Of course, listening to Beyoncé wasn’t for nothing—to block out noise and stay awake. Jian was typing so fast he was developing tendonitis, diligently building his product. He seriously considered what kind of social app he truly wanted to create. All apps ultimately served ads. The most successful social apps expanded user numbers to a certain scale, then monetized traffic by selling it to brands and the next round of investors, forming a perfect economic loop. That was exactly what Philip had done. Lovedate’s homepage featured long-legged beauties, comment sections full of flaming arguments, and topics sparked by gossip—all designed to drive traffic. Whether users stayed engaged and produced content mattered most; whether they enjoyed using it or found love wasn’t the goal. What Jian wanted to do was simply let users who wanted to date generate value through dating.
In short, he wanted people to genuinely leave their hearts on his product. Just thinking about it made him realize how terrifyingly idealistic it was. To attract the largest number of users and maximize traffic, you needed vulgar, lowbrow content—not high-quality content, which was hard to measure and impossible to monetize. Creating a high-quality app that achieved large-scale profitability was logically inconsistent. Knowing this, Jian didn’t care. If he built his own app, time and money would be his. A small, beautiful app that created value wouldn’t lose even if only one person used it.
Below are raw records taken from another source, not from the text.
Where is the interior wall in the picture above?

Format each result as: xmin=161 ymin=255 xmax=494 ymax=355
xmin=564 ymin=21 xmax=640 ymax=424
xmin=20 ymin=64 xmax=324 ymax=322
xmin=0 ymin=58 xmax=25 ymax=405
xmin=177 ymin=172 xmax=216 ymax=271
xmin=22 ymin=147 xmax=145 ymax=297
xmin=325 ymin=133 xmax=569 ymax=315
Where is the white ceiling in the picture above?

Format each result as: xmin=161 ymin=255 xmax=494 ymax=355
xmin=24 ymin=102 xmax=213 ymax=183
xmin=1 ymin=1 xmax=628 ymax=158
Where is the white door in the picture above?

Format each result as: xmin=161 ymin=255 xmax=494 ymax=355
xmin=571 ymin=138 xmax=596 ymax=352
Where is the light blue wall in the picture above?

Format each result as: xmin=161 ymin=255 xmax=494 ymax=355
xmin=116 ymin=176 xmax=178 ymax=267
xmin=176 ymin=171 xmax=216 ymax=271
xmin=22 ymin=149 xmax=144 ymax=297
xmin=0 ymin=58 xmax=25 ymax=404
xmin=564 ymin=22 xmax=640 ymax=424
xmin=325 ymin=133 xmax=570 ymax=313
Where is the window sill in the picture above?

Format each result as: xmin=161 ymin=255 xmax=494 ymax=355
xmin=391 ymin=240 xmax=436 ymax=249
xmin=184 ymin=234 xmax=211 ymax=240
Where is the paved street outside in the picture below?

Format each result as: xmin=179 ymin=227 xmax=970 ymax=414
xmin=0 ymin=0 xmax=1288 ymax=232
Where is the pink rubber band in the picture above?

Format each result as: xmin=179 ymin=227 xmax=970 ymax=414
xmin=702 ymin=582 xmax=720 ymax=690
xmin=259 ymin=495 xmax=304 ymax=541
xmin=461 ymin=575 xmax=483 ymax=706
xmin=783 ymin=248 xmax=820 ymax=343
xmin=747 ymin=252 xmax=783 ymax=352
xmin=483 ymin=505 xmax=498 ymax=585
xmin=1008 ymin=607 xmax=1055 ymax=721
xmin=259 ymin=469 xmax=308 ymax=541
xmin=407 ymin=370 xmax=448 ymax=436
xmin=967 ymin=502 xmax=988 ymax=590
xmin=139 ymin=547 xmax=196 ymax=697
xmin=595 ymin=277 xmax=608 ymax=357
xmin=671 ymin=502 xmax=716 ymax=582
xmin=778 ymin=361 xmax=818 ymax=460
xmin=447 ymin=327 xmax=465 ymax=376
He glanced at his stocks. As an early user of Snowball, during the 2015 stock market crash when everyone else’s investments were halved, he only lost thirty percent. His financial strength remained intact. Moreover, shortly after graduation, he’d invested in gold with a senior classmate, earning some money that he steadily reinvested in Tencent’s Hong Kong-listed shares. By now, it was practically a financial product. Originally, he thought about joining forces with Philip after securing angel funding, but looking at his assets now, Jian broke into a cold sweat—thankfully, he hadn’t mentioned having savings. With Philip’s sharp mind, he’d probably strip him bare.
There were three items on Jian’s task list:
1. Quickly figure out the app’s structure and how to differentiate it from existing social apps.
2. Find the earliest batch of users.
3. Refine the matchmaking algorithm. At the mere thought of “algorithm,” he angrily pounded his chest several times: it was precisely because he trusted his algorithm too much that Yu Zhimei—a woman who often made his heart race in the middle of the night—ended up with a muscle-brained idiot.
Damn it, why are they playing motion-sensing games again next door?